Many companies want to move their processing into the cloud, but one of the biggest headaches can be getting hoards of data out of their own systems first.

For companies with vast amounts of rapidly shifting, transactional data -- like customer orders -- it is hard to move from one system to another without a significant interruption to service, a problem which UK company WANdisco says its technology can help solve.

"The cloud is now fully arrived and it is disrupting virtually everything," said WANdisco CEO and co-founder David Richards.

WANdisco says its Fusion technology can transfer data as it changes in on-premise file systems, Hadoop clusters or other cloud environments without interrupting operations.

"About six months ago a big travel company came to us and said 'What we want to do is move data from on-premise into the cloud, but it's transactional data meaning that it changes all the time, so we can't actually move it'," he said.

"It's a bit like grabbing files from the desktop and dropping them into a network share folder; while those files are being moved you can't edit them or change them. When you have storage arrays with 100 petabytes of data -- and that's the quantity of data people are moving into the cloud by the way -- that's a really hard problem."

He said to move 100 petabytes of data would take around six months -- far too long for companies to cope with. "We realised this was a massive problem in the marketplace.

"If you are going to migrate to cloud, the migration by definition is hybrid cloud; you have some data that lives on-premise and data that is living -- beginning to live -- in the cloud, and it would be nice if you can keep on using that data while that move was taking place."

In February, the company signed deals with Google and Amazon to offer its active-transactional replication technology on their cloud platforms. Last week, it was also announced that the WANdisco Fusion data replication offering will be sold as an IBM-branded component in IBM storage and analytics products -- covering Hadoop, on-premise or cloud environments.
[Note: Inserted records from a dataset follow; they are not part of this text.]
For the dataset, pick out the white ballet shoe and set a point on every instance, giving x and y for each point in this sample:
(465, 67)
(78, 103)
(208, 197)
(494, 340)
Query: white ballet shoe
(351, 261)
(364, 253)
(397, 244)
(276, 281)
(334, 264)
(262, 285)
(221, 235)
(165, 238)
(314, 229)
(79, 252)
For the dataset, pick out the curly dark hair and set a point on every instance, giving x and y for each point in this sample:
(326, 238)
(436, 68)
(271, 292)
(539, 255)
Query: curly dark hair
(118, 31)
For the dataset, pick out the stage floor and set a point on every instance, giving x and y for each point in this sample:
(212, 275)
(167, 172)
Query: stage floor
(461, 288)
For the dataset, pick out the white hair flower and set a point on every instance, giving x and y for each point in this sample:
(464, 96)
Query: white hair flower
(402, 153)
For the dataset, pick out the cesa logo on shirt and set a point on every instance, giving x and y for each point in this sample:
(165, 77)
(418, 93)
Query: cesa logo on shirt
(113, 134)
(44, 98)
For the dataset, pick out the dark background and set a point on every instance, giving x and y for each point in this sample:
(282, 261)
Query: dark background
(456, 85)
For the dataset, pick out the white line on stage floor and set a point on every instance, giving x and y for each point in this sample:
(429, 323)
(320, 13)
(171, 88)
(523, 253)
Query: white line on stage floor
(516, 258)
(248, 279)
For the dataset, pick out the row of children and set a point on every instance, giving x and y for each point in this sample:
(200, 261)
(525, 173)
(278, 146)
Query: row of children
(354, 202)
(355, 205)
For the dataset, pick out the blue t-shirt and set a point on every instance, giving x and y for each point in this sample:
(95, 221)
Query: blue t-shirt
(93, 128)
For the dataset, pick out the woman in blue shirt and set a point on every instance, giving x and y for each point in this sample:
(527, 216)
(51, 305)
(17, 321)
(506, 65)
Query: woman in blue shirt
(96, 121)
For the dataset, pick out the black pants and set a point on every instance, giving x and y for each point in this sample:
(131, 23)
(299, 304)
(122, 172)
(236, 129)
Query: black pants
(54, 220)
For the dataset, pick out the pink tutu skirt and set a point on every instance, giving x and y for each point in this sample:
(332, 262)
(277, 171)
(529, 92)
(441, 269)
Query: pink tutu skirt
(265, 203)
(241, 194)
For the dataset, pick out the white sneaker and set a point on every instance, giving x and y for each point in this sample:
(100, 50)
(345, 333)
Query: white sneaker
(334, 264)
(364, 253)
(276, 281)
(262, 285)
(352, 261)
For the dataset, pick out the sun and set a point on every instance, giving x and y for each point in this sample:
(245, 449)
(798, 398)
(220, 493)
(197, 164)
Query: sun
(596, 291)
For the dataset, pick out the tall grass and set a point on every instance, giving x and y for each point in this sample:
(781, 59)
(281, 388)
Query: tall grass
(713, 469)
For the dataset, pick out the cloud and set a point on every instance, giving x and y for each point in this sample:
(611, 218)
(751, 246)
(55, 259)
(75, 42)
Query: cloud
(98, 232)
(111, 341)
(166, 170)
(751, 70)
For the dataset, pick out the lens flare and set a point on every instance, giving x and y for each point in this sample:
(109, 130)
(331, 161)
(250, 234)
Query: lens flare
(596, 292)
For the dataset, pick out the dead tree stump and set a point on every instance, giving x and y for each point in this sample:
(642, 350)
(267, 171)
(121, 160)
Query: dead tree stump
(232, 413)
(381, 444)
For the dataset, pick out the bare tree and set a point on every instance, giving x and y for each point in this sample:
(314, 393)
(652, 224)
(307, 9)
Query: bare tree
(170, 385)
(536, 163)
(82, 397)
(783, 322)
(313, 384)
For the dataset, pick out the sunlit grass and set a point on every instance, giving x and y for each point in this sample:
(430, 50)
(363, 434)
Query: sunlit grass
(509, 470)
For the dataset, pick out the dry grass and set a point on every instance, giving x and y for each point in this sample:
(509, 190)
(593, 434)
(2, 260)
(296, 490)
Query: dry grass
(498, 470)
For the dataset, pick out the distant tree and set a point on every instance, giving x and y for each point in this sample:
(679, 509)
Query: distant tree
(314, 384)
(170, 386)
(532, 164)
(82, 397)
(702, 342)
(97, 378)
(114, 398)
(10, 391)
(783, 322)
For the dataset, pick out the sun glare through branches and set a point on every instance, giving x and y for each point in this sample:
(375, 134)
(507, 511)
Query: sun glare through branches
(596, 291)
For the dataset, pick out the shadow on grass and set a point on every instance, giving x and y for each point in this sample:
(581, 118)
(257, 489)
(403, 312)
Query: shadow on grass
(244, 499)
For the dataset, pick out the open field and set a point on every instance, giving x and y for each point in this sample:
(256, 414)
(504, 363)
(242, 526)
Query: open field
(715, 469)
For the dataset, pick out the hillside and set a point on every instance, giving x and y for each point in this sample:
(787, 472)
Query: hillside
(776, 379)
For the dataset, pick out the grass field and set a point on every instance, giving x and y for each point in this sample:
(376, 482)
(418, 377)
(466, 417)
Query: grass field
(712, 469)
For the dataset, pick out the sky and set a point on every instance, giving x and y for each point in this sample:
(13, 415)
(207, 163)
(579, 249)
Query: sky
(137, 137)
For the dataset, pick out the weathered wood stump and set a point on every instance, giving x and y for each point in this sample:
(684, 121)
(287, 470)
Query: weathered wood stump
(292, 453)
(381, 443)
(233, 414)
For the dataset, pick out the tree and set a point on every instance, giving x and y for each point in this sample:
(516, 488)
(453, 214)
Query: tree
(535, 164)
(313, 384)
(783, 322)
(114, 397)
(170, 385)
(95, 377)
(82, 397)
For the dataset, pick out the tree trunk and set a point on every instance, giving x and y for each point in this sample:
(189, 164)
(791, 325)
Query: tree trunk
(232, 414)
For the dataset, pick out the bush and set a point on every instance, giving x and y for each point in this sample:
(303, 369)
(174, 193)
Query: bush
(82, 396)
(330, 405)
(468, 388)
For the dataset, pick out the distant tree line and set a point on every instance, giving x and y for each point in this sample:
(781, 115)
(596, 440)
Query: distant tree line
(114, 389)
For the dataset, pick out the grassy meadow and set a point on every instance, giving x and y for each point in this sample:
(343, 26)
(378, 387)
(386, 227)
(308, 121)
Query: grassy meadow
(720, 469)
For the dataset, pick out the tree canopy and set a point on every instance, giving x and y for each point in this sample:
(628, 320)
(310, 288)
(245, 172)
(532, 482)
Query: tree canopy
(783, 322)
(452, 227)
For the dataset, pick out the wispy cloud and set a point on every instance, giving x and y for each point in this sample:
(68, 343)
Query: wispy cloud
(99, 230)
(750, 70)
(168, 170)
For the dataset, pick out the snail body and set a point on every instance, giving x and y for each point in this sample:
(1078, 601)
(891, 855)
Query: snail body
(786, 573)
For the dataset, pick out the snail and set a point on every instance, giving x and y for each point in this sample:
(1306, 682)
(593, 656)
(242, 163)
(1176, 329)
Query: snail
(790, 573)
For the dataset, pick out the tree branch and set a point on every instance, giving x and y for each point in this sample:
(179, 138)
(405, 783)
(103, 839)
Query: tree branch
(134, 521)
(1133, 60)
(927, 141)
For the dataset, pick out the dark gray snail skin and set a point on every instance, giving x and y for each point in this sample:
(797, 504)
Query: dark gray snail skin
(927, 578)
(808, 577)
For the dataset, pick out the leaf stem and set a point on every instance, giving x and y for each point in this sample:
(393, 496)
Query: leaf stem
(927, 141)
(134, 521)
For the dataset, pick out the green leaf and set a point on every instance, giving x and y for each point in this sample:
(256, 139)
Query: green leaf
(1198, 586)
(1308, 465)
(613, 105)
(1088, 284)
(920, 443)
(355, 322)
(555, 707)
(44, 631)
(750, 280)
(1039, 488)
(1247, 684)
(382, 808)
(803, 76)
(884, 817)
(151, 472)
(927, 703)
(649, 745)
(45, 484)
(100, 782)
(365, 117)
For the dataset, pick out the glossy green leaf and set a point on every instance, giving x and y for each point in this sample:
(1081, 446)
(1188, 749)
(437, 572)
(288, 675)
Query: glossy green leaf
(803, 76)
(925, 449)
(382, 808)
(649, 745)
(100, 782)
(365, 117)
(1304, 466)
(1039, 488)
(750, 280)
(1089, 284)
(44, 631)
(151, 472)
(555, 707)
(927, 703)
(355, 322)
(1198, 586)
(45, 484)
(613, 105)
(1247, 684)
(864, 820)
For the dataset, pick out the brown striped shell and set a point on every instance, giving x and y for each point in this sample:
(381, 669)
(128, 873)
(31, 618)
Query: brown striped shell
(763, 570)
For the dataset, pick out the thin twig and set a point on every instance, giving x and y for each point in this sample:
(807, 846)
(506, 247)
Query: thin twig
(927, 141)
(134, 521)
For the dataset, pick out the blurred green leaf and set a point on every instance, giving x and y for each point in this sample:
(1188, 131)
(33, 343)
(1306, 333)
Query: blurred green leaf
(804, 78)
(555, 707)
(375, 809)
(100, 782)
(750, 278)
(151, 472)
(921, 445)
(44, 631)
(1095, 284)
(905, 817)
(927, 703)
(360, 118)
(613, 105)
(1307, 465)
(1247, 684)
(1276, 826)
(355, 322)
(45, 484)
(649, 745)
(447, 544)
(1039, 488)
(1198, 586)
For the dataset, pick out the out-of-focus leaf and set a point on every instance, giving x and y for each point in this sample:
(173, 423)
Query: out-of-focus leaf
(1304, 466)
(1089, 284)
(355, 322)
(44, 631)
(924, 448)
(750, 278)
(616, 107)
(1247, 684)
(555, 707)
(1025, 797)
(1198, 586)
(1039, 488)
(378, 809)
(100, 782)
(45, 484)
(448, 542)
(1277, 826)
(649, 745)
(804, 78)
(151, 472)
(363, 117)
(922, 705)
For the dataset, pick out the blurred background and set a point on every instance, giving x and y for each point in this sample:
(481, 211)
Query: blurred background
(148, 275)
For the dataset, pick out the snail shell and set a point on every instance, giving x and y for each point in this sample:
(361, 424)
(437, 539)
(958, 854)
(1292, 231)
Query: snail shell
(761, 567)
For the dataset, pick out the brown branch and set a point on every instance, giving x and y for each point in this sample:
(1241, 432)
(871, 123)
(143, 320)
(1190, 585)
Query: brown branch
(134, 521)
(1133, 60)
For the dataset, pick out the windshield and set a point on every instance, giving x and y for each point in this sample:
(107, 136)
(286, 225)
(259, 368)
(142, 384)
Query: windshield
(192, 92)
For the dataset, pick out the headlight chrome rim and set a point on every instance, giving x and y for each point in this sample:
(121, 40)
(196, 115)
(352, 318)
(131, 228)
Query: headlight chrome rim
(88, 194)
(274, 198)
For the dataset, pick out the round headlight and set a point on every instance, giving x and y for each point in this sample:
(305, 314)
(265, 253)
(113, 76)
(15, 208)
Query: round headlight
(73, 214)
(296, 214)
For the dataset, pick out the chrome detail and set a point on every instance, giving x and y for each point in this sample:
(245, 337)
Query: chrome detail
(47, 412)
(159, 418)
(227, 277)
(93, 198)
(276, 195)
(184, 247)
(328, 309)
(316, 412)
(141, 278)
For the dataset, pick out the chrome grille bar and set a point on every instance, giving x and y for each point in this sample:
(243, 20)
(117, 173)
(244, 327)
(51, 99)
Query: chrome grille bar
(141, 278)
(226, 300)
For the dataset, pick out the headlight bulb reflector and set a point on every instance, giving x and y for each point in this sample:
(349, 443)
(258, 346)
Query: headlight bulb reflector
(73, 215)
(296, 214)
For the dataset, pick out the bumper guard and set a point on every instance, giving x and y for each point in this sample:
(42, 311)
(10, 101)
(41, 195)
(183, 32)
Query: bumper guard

Fusion allows cloud-based and on-premise systems to operate in parallel during migration, allowing companies to move data and applications gradually. The same technology can also be used to move between cloud providers and by companies to use the cloud for offsite disaster recovery without data loss, according to WANdisco.

"We also have a number of deals where people want the ability to move between clouds, so they'll arbitrage between cloud vendors. We can replicate between Azure and AWS, for example, which is quite a big use case where people don't want to be locked into a single cloud vendor. Or they may want to run Elastic MapReduce in Amazon and then maybe use some of the great analytics tools in Azure and you can do that by replicating between both," he said.

Richards said WANdisco recently did a trial run for a company with one billion files, which wants to use the cloud for disaster recovery. "The time it previously took to move two million files was close to three days -- it took us 11 minutes, so that's quite a big difference, which means it's feasible for them to move that scale of files."

Options for moving huge amounts of data into the cloud are limited. For example Amazon Web Services will ship a ruggedised hard drive -- known as Snowball -- to customers who want to move large amounts of data (say more than 10TB) into its cloud services. Customers order one, fill it with data, and then send it back to Amazon, which then uploads it, although clearly this involves some delay.